There are not many films that are as much fun as this one. It sparked a revival of “roots” music, which is really just old-timey country and folk and gospel. It’s music from before country got glitz, back when the Grand Old Opry was a lot of hicks standing on the stage a-pickin’ and a-fiddlin’ and a-pluckin’, people who really did grow up hardscrabble in the hills and the mines.

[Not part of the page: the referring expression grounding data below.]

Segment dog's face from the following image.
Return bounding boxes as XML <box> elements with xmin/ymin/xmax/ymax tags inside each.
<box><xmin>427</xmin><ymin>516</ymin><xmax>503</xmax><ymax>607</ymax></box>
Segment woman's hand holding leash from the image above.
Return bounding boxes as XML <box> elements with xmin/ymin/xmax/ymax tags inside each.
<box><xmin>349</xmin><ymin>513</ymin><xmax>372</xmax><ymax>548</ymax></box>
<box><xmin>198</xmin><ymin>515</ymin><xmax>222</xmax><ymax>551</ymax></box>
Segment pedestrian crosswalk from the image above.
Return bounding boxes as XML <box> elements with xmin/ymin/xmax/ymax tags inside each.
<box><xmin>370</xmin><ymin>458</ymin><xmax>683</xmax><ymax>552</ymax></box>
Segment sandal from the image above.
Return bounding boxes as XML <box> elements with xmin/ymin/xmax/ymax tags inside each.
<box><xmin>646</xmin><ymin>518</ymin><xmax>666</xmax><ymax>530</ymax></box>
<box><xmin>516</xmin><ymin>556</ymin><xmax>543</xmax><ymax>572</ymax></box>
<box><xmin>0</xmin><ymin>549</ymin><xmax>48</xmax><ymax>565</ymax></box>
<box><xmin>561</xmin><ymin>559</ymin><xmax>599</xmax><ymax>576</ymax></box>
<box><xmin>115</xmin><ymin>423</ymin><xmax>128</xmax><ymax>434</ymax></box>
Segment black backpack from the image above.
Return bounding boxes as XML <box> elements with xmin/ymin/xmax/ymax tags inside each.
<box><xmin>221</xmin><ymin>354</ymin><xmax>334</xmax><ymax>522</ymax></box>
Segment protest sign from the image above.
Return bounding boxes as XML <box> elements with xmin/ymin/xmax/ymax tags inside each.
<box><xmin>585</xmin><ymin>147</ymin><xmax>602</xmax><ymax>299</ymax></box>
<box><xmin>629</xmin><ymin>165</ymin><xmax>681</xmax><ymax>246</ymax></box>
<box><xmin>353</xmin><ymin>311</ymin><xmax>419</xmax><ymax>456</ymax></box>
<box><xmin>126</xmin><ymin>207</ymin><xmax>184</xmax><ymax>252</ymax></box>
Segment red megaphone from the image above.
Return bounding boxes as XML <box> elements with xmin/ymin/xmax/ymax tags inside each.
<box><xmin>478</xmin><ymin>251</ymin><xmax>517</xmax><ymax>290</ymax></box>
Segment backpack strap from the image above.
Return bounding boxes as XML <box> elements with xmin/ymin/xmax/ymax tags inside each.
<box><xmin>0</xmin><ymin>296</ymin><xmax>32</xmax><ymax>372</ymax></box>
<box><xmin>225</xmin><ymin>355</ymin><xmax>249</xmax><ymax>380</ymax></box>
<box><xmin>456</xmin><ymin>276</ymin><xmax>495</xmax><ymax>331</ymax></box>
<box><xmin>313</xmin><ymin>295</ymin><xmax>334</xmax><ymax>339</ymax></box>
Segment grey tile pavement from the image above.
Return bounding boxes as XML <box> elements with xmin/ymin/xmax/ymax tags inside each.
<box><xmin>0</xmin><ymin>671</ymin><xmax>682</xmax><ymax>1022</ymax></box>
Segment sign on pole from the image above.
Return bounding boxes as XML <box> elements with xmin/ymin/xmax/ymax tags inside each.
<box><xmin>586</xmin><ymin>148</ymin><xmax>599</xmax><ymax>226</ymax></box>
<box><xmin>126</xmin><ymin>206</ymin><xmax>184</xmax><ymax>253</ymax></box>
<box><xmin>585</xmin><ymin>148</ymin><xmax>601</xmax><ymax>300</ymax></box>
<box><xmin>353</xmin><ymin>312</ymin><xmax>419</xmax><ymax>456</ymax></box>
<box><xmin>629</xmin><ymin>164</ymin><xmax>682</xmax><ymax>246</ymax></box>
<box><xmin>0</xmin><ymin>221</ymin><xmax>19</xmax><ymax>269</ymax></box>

Yes, it’s based on the Odyssey (which the Coens admit they never even read) with Ulysses Everett McGill trying to find his way home to his wife Penelope (Holly Hunter) and daughters, encountering Cyclops (John Goodman) and a group of sirens along the way, but that’s the least of the pleasures here. He and his trusting companions John Turturro and Tim Blake Nelson also ride with Babyface Nelson for a while, and pick up Robert Johnson at a crossroads where he has just sold his soul to the devil. They later break him out of a Klan lynching that is at the same time both one of most chilling and funniest scenes I have ever seen. Like in Raising Arizona, the dialogue is deliberately more poetic and educated than these characters are likely to speak, and it works very well. Don’t expect the story to make much sense, or to get anywhere. Like the Odyssey, it is a series of adventures on the road (well, the sea is a road, when you’re trying to get somewhere). And the title … well, when I first heard it I was overcome with joy, and knew I would see it, no matter what. That’s because it was brazenly stolen from one of my favorite films by the great Preston Sturges, Sullivan’s Travels. In that picture, Joel McRae as Sullivan was tired of making stupid comedy movies like Ants in Your Pants of 1938. He wanted to make a serious picture about poverty and human suffering (things he knows absolutely nothing about). So he’s bought a book called O Brother, Where Art Thou? The movie was never made by the fictional director … but now it exists! Hurray!
But the real attraction is the music, always. We go from one lovely set piece to another, each one showcasing a different aspect of this wonderful music. I bought the soundtrack as soon as it came out, and listened to it over and over. And many of the musicians on it got together for the “Down From the Mountain” tour, which did very good business and brought some of these people a new career and revived the careers of others, I’m happy to say. For that alone the Coens should be thanked, but they have also made a sweet and astounding movie that I’ll be happy to see over and over again.